By comparison, the steel-reinforced design of the Razer BlackShark V2 Pro provides far more confidence in long term durability. For the price, the HyperX Cloud line just doesn‘t seem to withstand serious gaming use.
Hopefully by now I‘ve made it clear why you may want to avoid the HyperX Cloud headphones in 2023. While still decent, better options exist that address the Cloud‘s shortcomings. Here are three to consider:
SteelSeries Arctis 7
- Class-leading noise isolation for distraction-free gaming
- Clearcast bidirectional microphone with great voice clarity
- Lightweight steel & aluminum design with ski-goggle headband
- Integrated DTS Headphone:X v2.0 spatial surround sound
Logitech G Pro X
- 50mm PRO-G drivers deliver rich, accurate sound
- Blue VO!CE technology enhances microphone performance
- Memory foam earpads with passive noise cancellation
- Durable metal frame with comfortable headband
Corsair Void RGB Elite
- Premium build quality with metal & plush leatherette
- Customizable RGB lighting earcups
- Replaceable ear pads extend lifespan
- Dolby Headphone 7.1 surround sound
At the end of the day, only you can decide if a headset is right for your needs and budget. So don‘t rule out the HyperX Cloud headphones 100% without considering the pros and cons relative to your situation.
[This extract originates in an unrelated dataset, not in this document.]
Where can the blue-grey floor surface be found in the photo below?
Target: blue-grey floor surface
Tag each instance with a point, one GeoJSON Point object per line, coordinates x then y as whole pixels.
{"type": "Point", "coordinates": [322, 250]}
The Cloud certainly delivers competent performance at a reasonable price point. For casual gaming, you may be perfectly satisfied.
However, compared to other options on the market in 2023, the Cloud headphones have clear flaws holding them back. From comfort to microphone issues and durability concerns, they fall short of the competition in important areas.
My advice is to only purchase the HyperX Cloud if you get an amazing deal or prioritize style over features and quality. For the money, you can get a better mix of sound, comfort, chat quality and long term reliability from alternative brands.
At the end of the day, choose the gaming headset that meets your needs without compromises. Hopefully this breakdown gives you the facts to make an informed decision about the HyperX Cloud series. Let me know if you have any other questions!